We might as well assume that we draw a maximal collection of walls: if there's another wall we can draw that will still leave the maze connected, then we should draw that wall, and that can only increase the length of the maximal path.
In that case, the maze contains no cycles: the only kind of path that starts at a location $X$ and comes back to $X$ is a path that retraces every step it takes.
In particular, a path that starts at the center, visits every location, and returns to the center must make every possible move twice. If we go from location $X$ to an adjacent location $Y$, then we enter a fragment of the maze which we can only leave by returning from $Y$ back to $X$.
If the grid is $n \times n$, there are $n^2$ cells, so $n^2-1$ pairs of adjacent cells without a wall between them, and so we need $2n^2-2$ moves to do this. This number of moves is always possible: just double every edge, then take an Eulerian tour.

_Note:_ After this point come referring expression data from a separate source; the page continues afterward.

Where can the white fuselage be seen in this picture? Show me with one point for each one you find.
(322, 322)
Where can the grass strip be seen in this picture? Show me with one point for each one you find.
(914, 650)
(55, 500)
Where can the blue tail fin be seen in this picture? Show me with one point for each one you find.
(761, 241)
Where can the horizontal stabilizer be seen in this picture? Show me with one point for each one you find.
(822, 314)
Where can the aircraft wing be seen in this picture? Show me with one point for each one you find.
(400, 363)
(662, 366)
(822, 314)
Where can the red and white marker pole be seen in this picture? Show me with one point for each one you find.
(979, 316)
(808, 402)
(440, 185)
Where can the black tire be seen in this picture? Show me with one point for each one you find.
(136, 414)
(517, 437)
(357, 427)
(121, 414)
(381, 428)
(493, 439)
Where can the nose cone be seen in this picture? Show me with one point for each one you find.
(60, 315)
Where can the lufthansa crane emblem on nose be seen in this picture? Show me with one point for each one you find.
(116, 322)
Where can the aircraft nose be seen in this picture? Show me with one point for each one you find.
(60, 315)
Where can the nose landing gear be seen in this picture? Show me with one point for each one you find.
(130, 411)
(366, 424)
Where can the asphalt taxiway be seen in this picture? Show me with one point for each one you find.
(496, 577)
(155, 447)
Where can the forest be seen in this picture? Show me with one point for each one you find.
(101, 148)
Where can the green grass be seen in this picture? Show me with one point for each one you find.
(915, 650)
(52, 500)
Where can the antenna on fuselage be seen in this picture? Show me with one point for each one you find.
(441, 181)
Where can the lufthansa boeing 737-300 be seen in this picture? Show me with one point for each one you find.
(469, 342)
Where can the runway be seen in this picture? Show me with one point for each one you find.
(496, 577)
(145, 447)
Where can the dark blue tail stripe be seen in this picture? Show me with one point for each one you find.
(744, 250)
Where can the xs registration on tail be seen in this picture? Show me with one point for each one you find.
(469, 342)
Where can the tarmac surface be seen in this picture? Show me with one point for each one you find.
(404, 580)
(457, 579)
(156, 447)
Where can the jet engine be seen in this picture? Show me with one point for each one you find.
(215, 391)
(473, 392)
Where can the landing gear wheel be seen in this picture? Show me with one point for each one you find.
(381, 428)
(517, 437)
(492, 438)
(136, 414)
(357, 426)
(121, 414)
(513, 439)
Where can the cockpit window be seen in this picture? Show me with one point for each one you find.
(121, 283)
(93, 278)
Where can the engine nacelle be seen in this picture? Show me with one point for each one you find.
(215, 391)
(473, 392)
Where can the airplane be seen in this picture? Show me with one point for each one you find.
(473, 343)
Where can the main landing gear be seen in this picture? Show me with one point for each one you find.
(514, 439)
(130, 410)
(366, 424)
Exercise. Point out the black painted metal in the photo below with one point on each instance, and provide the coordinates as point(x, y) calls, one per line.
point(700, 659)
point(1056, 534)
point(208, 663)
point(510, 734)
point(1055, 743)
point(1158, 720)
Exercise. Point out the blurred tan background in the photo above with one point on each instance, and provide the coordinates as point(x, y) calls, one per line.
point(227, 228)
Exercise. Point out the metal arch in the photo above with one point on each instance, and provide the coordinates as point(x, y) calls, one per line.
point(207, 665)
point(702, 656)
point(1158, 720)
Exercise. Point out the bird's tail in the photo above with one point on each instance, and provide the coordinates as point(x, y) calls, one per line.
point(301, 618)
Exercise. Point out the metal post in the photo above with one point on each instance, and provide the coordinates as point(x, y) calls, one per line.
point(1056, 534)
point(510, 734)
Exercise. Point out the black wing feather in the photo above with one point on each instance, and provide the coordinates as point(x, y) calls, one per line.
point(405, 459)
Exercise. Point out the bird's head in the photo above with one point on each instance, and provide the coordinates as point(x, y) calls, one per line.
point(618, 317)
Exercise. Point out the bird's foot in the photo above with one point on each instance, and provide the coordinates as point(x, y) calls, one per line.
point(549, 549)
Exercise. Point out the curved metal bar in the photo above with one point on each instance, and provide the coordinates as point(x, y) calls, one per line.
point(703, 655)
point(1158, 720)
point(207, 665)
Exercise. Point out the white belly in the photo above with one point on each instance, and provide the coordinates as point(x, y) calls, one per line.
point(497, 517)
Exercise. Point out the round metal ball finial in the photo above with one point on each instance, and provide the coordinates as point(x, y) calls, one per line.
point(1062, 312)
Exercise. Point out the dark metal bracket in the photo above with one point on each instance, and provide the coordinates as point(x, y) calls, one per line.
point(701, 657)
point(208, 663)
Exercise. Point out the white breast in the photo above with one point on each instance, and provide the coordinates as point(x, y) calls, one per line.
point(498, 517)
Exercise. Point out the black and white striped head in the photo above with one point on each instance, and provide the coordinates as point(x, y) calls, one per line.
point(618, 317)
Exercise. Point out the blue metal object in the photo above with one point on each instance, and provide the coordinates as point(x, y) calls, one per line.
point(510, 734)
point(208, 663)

If a path starts at the center and visits every location, but does not return to the center, then we can follow it up by a path from the final location to the center, and the result must have length at least $2n^2-2$. So the original path must have length at least $2n^2-2-d$, where $d$ is the distance from the center to its final location.
Moreover, we can always find a path that starts at the center, visits every location in $2n^2-2-d$ steps, and ends at a cell $d$ steps away from the center. Just take a path of length $d$ from the center to that cell, and double every edge not on the path. Then the resulting graph has an Eulerian path from the center to that cell of length $2n^2-2-d$.
There is always a cell that's at least $n-1$ steps away from the center: one of the corners. (The distance can only increase when we add walls.) So to make the minimal path as long as possible, make sure every cell is reachable in $n-1$ steps from the center; then there will be no path shorter than $2n^2-n-1$.